Responses API

The Responses API is Cloudglue’s next-generation conversational video interface. Compatible with the OpenAI Responses API format, it provides richer annotations, built-in multi-turn conversations, system instructions, streaming, and background processing — all grounded in your video content.

The Responses API works with both Media Description Collections (speech, visual, text) and Entity Collections (structured extracted data). Combine both for the richest video understanding.

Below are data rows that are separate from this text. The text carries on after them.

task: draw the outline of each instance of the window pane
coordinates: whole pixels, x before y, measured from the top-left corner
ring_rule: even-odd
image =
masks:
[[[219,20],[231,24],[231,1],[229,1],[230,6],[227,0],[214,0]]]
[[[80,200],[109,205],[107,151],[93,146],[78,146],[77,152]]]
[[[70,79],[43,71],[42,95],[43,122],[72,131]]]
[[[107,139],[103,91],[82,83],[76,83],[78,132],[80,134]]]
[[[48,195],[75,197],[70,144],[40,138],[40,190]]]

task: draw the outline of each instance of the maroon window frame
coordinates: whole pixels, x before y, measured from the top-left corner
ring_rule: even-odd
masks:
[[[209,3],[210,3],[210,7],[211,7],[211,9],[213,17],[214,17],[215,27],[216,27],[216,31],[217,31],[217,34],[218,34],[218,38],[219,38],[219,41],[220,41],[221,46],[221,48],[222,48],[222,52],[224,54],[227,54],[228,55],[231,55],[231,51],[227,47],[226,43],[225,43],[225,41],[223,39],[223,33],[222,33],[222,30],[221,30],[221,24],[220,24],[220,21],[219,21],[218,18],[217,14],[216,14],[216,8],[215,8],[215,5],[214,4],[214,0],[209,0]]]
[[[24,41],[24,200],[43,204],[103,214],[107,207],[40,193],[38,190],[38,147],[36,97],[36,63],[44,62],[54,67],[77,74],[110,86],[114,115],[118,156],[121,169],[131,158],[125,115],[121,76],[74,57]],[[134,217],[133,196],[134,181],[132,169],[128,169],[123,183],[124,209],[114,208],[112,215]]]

When to Use Responses API vs Chat Completions

Feature	Chat Completions	Responses API
Multi-turn conversations	Manual message history	Built-in message array
Streaming	Not available	SSE streaming
Background processing	Not available	`background: true` with polling
System instructions	System message in array	Dedicated `instructions` param
Entity-backed knowledge	Not available	`nimbus-002-preview` with entity collections
Annotations/Citations	`citations` array	Rich `annotations` with timestamps
Models	`nimbus-001`	`nimbus-001`, `nimbus-002-preview`
API compatibility	Custom format	OpenAI Responses-compatible

Use Chat Completions if you have an existing integration and only need basic Q&A over media description collections. Use Responses API for new projects, streaming UIs, entity-backed reasoning, or when you need background processing.

Model Selection

nimbus-001

Fast general question answering model. Works with media description collections for speech, visual, and text understanding. Good for straightforward Q&A and summarization.

nimbus-002-preview

Light reasoning model capable of multi-step reasoning and inspecting your video assets from different dimensions. In addition to media description collections, it supports entity-backed knowledge — combining structured entity data with unstructured video descriptions for richer, more precise answers.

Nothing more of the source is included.